Delaney warns that the widespread adoption of autonomous vehicles will cause long-term disruption to existing markets, estimating that if combined taxi, chauffeur, shuttle, delivery, truck driver wages, ride-hailing revenue sharing, and personal vehicle sales decrease, the potential damage within the U.S. could reach approximately $440 billion. This means that when consumers opt for cheaper robot taxis, the livelihoods of millions of drivers will be directly impacted.
■ Autonomous trucks, another huge profit pool
Beyond robot taxis, Delaney expects the autonomous truck market to also emerge as a major profit pool. The U.S. Level 8 autonomous truck market is projected to grow to $16 billion by 2030 and $105 billion by 2035, with the global market expected to reach $560 billion by 2035. The total profit from autonomous trucks is estimated to reach $135 billion by 2035, with a cumulative approximately $300 billion over the next decade.

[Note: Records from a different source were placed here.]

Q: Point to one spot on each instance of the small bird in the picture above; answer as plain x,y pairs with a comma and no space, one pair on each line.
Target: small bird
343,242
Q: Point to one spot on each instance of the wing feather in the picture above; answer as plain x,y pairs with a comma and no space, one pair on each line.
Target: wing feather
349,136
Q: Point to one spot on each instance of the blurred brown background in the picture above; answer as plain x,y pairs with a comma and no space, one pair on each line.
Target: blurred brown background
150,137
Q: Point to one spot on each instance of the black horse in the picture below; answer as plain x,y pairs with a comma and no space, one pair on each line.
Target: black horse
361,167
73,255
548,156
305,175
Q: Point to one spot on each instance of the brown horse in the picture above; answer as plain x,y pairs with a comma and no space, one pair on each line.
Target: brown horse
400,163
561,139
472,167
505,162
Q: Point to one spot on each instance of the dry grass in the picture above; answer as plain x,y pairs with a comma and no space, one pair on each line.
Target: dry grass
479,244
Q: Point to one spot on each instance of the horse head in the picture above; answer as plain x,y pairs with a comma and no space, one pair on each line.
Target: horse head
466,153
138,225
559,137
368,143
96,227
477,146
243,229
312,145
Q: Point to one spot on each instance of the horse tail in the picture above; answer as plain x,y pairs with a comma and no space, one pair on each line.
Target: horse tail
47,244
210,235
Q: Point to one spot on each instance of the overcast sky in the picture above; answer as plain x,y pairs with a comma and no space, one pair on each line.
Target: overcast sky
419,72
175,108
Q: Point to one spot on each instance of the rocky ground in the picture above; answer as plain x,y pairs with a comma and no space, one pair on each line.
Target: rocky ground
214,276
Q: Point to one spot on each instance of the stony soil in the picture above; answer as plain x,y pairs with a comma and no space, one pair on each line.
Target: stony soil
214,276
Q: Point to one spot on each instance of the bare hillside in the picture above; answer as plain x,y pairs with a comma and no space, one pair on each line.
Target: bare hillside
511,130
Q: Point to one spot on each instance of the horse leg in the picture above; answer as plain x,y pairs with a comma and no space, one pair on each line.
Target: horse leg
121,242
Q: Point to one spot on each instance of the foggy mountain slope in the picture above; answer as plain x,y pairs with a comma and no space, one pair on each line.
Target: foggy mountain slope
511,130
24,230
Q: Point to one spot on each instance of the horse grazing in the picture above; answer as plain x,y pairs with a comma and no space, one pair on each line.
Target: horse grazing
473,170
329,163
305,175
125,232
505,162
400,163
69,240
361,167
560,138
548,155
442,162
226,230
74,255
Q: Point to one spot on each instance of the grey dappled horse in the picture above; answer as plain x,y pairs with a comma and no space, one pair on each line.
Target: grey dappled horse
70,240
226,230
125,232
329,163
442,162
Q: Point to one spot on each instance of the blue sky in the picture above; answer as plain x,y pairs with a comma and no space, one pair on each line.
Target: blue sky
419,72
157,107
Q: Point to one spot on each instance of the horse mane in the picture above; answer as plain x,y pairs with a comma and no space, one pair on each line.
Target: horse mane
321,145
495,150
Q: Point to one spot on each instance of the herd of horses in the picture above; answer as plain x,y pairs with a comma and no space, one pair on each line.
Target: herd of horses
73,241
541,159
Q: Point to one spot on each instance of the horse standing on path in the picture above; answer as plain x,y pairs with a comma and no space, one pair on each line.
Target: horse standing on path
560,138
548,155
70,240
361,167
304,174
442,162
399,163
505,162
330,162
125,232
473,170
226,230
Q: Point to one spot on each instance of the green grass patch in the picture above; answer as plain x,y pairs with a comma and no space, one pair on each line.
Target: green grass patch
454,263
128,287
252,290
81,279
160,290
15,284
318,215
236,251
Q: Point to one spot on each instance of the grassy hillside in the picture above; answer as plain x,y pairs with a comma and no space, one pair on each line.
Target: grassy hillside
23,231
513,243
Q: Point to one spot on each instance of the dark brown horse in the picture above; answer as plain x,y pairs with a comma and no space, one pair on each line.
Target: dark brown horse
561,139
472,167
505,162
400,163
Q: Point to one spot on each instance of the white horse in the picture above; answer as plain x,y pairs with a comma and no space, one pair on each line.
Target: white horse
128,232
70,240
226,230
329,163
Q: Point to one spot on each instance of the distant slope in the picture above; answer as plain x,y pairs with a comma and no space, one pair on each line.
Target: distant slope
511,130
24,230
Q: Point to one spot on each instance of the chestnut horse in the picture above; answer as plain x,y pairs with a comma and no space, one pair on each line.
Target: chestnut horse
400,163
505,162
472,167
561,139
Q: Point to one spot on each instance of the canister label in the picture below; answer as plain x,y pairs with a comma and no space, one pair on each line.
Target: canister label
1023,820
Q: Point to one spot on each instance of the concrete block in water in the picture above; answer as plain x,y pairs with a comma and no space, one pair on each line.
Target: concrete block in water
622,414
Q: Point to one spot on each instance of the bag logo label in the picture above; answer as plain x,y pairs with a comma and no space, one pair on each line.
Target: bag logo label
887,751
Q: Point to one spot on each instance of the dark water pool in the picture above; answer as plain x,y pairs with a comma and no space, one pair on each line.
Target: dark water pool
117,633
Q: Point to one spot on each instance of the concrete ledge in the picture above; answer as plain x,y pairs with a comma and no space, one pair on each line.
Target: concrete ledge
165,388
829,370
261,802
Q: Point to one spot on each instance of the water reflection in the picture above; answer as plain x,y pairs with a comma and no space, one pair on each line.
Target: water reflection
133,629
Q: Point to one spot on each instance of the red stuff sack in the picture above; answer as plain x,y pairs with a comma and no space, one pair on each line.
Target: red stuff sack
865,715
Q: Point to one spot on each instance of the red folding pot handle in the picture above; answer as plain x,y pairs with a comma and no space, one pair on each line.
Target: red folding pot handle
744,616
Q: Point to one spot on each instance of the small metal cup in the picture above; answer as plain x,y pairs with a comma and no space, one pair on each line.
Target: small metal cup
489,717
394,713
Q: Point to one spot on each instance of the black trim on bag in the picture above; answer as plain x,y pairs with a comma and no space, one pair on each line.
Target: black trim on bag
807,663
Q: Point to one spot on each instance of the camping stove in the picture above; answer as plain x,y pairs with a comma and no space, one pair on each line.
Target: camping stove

North American autonomous truck companies like Aurora, Kodiak, Waabi, and Plus are expected to significantly expand their vehicle fleets in the coming years. The operating cost per mile for autonomous trucks will decrease substantially by the end of this decade, stabilizing around $2 per mile by the mid-2030s.
■ Who benefits
Goldman Sachs lists Alphabet, Tesla, Uber, Aurora, Amazon, Pony.ai, Rivian, Mobileye, Lyft, TE Connectivity, Hesai Technology, Xpeng Motors, and Volvo Group as companies benefiting from expanded autonomous deployment.
As Wall Street remains highly cautious about the return on investment in ultra-large-scale enterprise AI data centers, this another AI profit pool—autonomous driving—is now in view. The U.S. highways and the lives of millions who depend on them are quietly and rapidly changing.